I need to build pool of normals/normal database for my analysis. I read that normal (blood) samples prepared in the same manner as tumor samples (capture kits, sequencing technology) must only be considered . I do not have access to normal (blood) exome data enriched by the capture kit used for tumor samples. Is there any alternative? How should I work further?
Hi, this is covered in our FAQ section. Unfortunately, no, you need a few normal BAMs from the same capture kit for coverage normalization. There are tools like CNVkit that work reasonably well without, but not good enough for allele specific copy number inference. If this is a commercial capture kit, then you might be able to find some in the public domain or from the vendor. But yes, like Kevin said, this is usually protected data.
What I have done in the past is to use CNVkit to find tumors without major copy number events and then used these as normals. But this only works in some cancer types.
And of course, adjacent normals work too (for the unlikely case you have those but not blood).

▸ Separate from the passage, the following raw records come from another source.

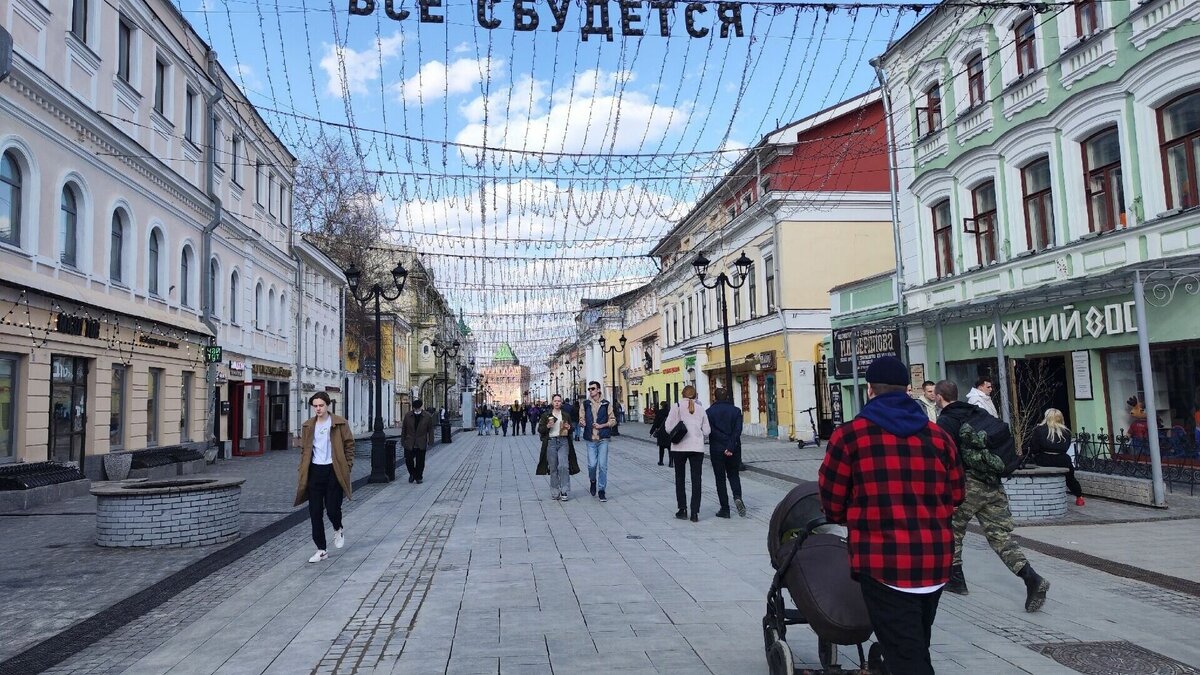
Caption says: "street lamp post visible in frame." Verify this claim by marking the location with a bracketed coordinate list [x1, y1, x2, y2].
[346, 262, 408, 483]
[433, 340, 461, 443]
[691, 251, 754, 396]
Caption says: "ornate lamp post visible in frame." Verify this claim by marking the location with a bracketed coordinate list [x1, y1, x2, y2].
[346, 262, 408, 483]
[433, 340, 461, 443]
[691, 251, 754, 395]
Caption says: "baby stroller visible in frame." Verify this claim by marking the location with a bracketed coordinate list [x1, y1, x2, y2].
[762, 482, 886, 675]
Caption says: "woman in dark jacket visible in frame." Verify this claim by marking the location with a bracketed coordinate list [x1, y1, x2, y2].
[1033, 408, 1084, 506]
[650, 401, 674, 466]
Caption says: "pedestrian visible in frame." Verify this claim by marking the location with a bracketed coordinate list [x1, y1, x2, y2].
[818, 357, 962, 675]
[536, 394, 580, 502]
[708, 389, 746, 518]
[650, 401, 674, 466]
[954, 375, 1000, 415]
[934, 380, 1050, 611]
[917, 380, 937, 422]
[293, 392, 354, 562]
[662, 384, 710, 522]
[400, 399, 433, 483]
[1032, 408, 1084, 506]
[578, 380, 617, 502]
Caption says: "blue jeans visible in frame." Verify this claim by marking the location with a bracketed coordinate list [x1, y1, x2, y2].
[588, 438, 608, 491]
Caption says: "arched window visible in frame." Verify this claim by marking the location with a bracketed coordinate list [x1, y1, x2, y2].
[108, 209, 126, 283]
[59, 185, 79, 267]
[0, 153, 22, 246]
[179, 246, 192, 307]
[146, 227, 162, 295]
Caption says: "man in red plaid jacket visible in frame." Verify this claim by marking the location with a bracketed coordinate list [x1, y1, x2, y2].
[820, 357, 964, 675]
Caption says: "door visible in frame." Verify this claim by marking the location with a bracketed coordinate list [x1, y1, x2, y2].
[763, 372, 779, 438]
[49, 356, 88, 470]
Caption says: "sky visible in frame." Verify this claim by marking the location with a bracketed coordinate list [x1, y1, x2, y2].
[176, 0, 917, 369]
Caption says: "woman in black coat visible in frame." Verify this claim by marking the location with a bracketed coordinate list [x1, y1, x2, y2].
[650, 401, 674, 466]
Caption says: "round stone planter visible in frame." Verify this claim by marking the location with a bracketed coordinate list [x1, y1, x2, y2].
[1003, 466, 1067, 525]
[91, 476, 246, 548]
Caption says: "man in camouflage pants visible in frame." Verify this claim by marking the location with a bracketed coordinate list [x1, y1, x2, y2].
[934, 380, 1050, 611]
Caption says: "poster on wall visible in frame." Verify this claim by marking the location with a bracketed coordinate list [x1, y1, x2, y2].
[1070, 351, 1092, 401]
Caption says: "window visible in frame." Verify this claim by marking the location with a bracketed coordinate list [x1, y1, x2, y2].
[108, 364, 128, 452]
[1013, 16, 1038, 77]
[146, 368, 162, 446]
[1075, 0, 1100, 37]
[0, 153, 20, 246]
[229, 271, 238, 325]
[154, 59, 167, 115]
[116, 17, 133, 84]
[108, 209, 125, 283]
[1021, 157, 1054, 251]
[1084, 126, 1126, 232]
[146, 228, 162, 295]
[931, 199, 954, 279]
[1158, 91, 1200, 209]
[967, 54, 988, 108]
[917, 83, 942, 136]
[59, 185, 79, 267]
[971, 180, 997, 265]
[762, 256, 775, 312]
[179, 246, 192, 307]
[71, 0, 89, 43]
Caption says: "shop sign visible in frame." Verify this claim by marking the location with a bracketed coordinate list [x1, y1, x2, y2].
[250, 363, 292, 377]
[833, 327, 900, 377]
[968, 300, 1138, 352]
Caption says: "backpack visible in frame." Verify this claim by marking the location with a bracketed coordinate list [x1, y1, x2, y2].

Which cancer is it? TCGA has normal mutation data for all of the primary cancers; however, this data is protected - do you have approved access to the controlled TCGA data?
You have not clarified whether or not you require VCFs, BAMs, or FASTQs
Hey Kevin, I need BAM files of exome data and no. I do not have access to TCGA data. I have looked for it in SRA, BAM files have controlled access.

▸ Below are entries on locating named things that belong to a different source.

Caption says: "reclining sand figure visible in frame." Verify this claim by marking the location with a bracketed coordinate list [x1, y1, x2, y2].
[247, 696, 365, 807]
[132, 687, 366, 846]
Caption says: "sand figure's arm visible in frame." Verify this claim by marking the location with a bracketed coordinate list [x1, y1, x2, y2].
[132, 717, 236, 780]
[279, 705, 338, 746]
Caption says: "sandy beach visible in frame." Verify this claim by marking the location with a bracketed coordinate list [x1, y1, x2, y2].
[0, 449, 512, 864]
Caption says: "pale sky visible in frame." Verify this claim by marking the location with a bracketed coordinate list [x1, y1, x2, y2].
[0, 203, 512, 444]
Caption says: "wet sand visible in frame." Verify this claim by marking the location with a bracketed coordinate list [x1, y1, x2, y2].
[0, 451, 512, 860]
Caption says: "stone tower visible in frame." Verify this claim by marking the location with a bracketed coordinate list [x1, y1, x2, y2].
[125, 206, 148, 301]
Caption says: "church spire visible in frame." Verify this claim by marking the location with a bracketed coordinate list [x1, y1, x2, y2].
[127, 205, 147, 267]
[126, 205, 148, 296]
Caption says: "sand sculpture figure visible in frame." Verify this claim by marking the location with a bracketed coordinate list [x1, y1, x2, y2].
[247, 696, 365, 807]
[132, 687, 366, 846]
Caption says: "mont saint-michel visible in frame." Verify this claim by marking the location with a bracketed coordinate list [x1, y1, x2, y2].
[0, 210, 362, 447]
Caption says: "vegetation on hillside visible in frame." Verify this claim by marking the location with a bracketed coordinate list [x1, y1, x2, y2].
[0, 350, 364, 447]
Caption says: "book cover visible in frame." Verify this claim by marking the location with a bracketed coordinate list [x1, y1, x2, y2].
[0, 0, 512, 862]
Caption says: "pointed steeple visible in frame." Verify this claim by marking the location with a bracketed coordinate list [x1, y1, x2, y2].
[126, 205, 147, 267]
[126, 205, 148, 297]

Hey, I'm able to download 1000 Genomes Phase III data. Is it possible for me to know using which capture kit the data has been prepared?
I have another doubt. Is normal BAM from blood sample required for all kinds of analysis such as coverage normalisation, variant calling etc. Because I need normal BAM files to calculate microsatellite instability (MSI). Is it okay if I download BAM files available on 1000 genomes?